The use of biometric technology is an additional layer of security (inherence or something you are) and it is more difficult to replicate than a PIN code or password.
● It is easy and simple to use, driving efficiency. Users do not need to remember a complicated password or have something with them (PIN entry device). In the case of the biometrics cards, the cardholder is only required to press the built-in fingerprint sensor while using the card in the payment terminal. This could boost retailers’ contactless purchases of higher value.
● Customer experience & Frictionless. Biometrics are unique to each particular consumer and therefore, false negatives or false positives are very low. Furthermore, as it does not require password or code retention, consumers get a seamless and smoother payment authorization process.
● It ensures customers’ privacy. For instance, biometrics cards ensure privacy by keeping the user’s credentials in the card, ensuring they can never leave the card, it is never shared with the merchant or the bank and no fingerprints are stored in a cloud.
Essentially, biometric authentication in payments means greater convenience, lower risk of fraud with the potential to increase consumer trust, directly impacting the brand and customer loyalty.
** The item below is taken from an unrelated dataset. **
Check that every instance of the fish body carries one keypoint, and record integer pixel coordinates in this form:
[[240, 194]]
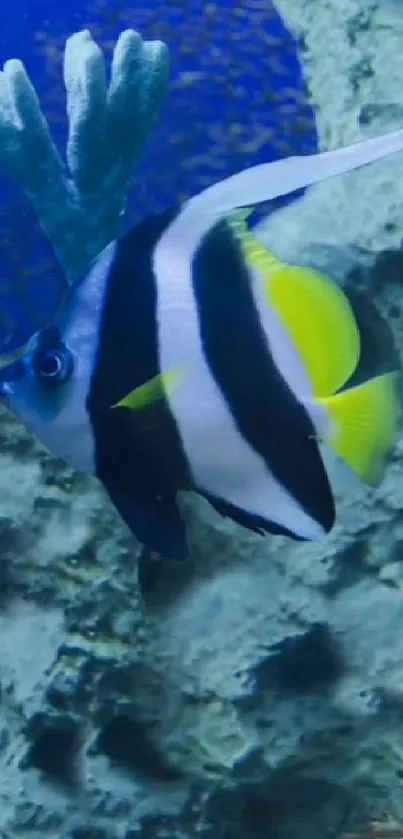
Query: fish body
[[190, 358]]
Although the adoption curve has been prolonged, the market for biometrics payment is set to grow. According to Juniper Research, by 2024, biometrics authentication will be used to secure $2.5 trillion in mobile payments. Vendors of goods and services will play a key role in promoting biometrics payments by offering it as the preferred payment method.
The adoption of this technology also introduces some concerns for consumers on how companies are processing, using their personal information, who is reviewing their data, or where their data credentials are going. Building up trust is critical to help users understand and embrace the benefits of biometrics payments. “Protection” to consumers is fundamental to promote trust and embrace the adoption of this technology.
Customers expect to have control over their personal and financial data. At the same time, companies are willing to improve the user experience during the authentication and authorization process. Biometrics payments help both sides of the equation, providing customers with a secure and seamless digital experience while vendors will reduce fraud at the point of sales. Furthermore, there is a new technical specification, Client Initiated Backchannel Authentication (CIBA) designed to help organizations improve the customer experience when making an online payment and customers reach a more controlled use of their data. It is capturing the interest of organizations.
With this new specification, to authorize and make the payment, you won’t have a browser redirecting you to the bank or financial institution; instead, you will receive a push notification in your financial institution app downloaded on your device to complete the authorization. You will be making a payment on your device in your bank’s app that is downloaded on your own phone, and you will approve the purchase through the bank’s app. The authentication is only ever done on your device, improving the user experience by streamlining how users give digital consent.
The combination of this technical specification with biometrics will enhance security, reduce fraud, and improve the customer journey. It will provide consumers with more control to consent and manage how third parties can access their data when making payments.